ASSUMPTION 1(open circuit): as I said previously, in region 1 and 2, there're different magnitudes of E produced by the battery due to the distance as region 2 is more far than region 1. Due to this, in order not to be constrained to say E=0, in region 1 and 2, we need the opposite magnitude of E so E_net = 0. If we assume surface charges are the same in both regions, we'll be doomed as it can't cancel out both E1 in region 1 and E2 in region 2 as E1 > E2, so in order to cancel out E1, there must be more surface charges in region 1. I think you agreed with me here and I will go ahead now and say that by following this logic, on the positive side(focusing only on positive side for simplicity), we should get surface charge distribution in a way that it decreases each time we get more far away from positive terminal. So region 1 has more surface charge density than region 2 and region 3 even has less surface charge density than region 1. So it's like r1 > r2 > r3. This is only true for sure as long as E produced by the battery in region 3 is less than in region 2. By looking at my open circuit, it might not be true, but you get the point that the more far away the region is from the terminal, the less surface charges will accumulate there than in the region that's closer to the battery.

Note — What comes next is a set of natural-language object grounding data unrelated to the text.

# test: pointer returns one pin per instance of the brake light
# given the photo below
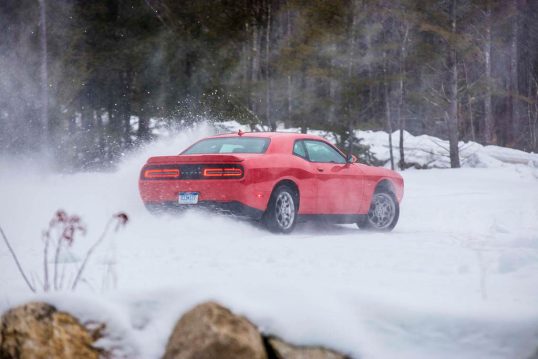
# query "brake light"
(162, 173)
(223, 172)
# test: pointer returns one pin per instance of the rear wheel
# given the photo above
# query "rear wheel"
(383, 214)
(281, 214)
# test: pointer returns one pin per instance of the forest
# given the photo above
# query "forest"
(85, 81)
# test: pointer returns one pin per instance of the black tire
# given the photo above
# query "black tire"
(281, 213)
(384, 219)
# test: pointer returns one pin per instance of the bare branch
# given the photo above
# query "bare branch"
(32, 288)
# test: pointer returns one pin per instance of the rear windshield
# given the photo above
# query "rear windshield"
(229, 145)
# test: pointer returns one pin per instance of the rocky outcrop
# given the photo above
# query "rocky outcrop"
(212, 331)
(282, 350)
(40, 331)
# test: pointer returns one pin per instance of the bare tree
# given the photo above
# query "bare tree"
(44, 72)
(452, 113)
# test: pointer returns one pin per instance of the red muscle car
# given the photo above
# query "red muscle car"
(277, 178)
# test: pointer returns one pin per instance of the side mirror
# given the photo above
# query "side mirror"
(352, 159)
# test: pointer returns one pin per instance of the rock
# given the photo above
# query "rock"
(212, 331)
(282, 350)
(40, 331)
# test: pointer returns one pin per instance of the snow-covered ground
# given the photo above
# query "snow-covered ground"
(457, 278)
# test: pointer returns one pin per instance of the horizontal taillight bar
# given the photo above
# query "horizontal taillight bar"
(223, 172)
(157, 173)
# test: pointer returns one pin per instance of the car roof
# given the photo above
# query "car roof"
(293, 135)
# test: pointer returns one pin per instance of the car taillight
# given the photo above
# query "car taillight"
(158, 173)
(223, 172)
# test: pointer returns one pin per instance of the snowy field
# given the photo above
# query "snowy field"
(457, 278)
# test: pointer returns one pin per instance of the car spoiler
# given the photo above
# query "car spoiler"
(213, 158)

Also, on the very end(Region 7), we will still get surface charges depending on the E by the battery in there which I repeat for sure will be bigger than E in region 3, so region 3 should have less surface charges than region 7. I think this all sums it up roughly. So sum up is more strong E field is by the battery in a region, that region will have more surface charges then other region where E by the battery is lower. This all translates to the distance from the terminals to where we're checking to see surface charges.

The reason I want to get green light about the my assumption above is, on the paper, I looked at fig 7 and i can see that in region 1's some parts, there're less surface charges, then in region 2's some parts. I understand that fig 7 depicts the closed circuit image, but I'm trying not to make a mistake here. hopefully such phenomena wouldn't be produced in open circuit right ? if so, I get the idea and should be enough.